Going forward, more pressure is going to be put on Cyber Threat Intelligence (CTI) teams to prove a return on investment. Leaders within these teams need to learn how to market their work and celebrate success up to the C-Suite. Additionally, I hope to see XDR emerge as a reality. I'm not talking about XDR as a product but more as an overall concept. The more we can have the integration of disparate systems and the injection of cross-team intelligence, the more effective a company’s security posture is going to be.
When talking about individual users, what bad cybersecurity habits do you notice most often? What best practices should be adopted instead?
Most often users do not follow what’s been asked of them by their company's security team. While more people have raised their concerns about their online privacy, it has become a hurdle for implementing security measures. Setting up the proper policies and training for users is the best way to counteract these obstacles.
Also, human error tends to be one of the biggest causes of breaches. Whether it is using simple passwords, clicking on malicious links, or not updating software, these are only a few examples of things that could be avoided.

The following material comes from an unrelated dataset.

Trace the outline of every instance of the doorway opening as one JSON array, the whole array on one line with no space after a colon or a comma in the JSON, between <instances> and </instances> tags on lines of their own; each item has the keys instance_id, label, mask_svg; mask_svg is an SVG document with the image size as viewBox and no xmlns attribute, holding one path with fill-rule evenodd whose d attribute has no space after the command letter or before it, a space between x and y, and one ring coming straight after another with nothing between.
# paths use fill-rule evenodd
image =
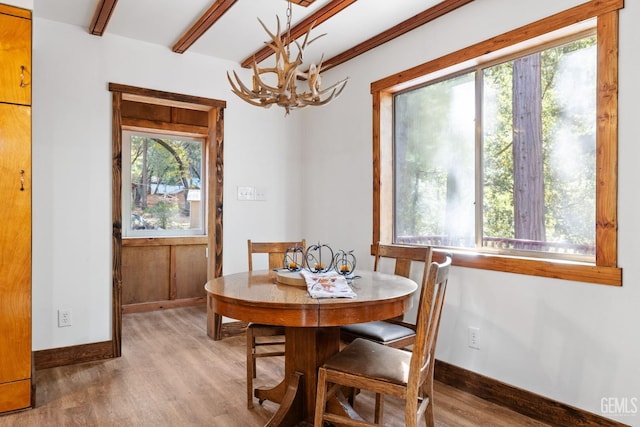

A few ways to stay diligent include using multi-factor authentication (MFA), storing sensitive data that is also protected by MFA (if not stored offline), consistently updating your software, and always educating yourself and others about current cybersecurity trends.
What’s next for ThreatQuotient?
From the beginning, ThreatQuotient went out to build a tool to make security more manageable and proactive, enabling customers to have more efficient and effective security operations. We continue to focus on innovation to drive companies towards the SOC of the future – prioritizing data management and data analytics, leveraging our open integration architecture to enable data to flow across all systems, and providing the right balance between automation of workflows and the ability to investigate and take action faster.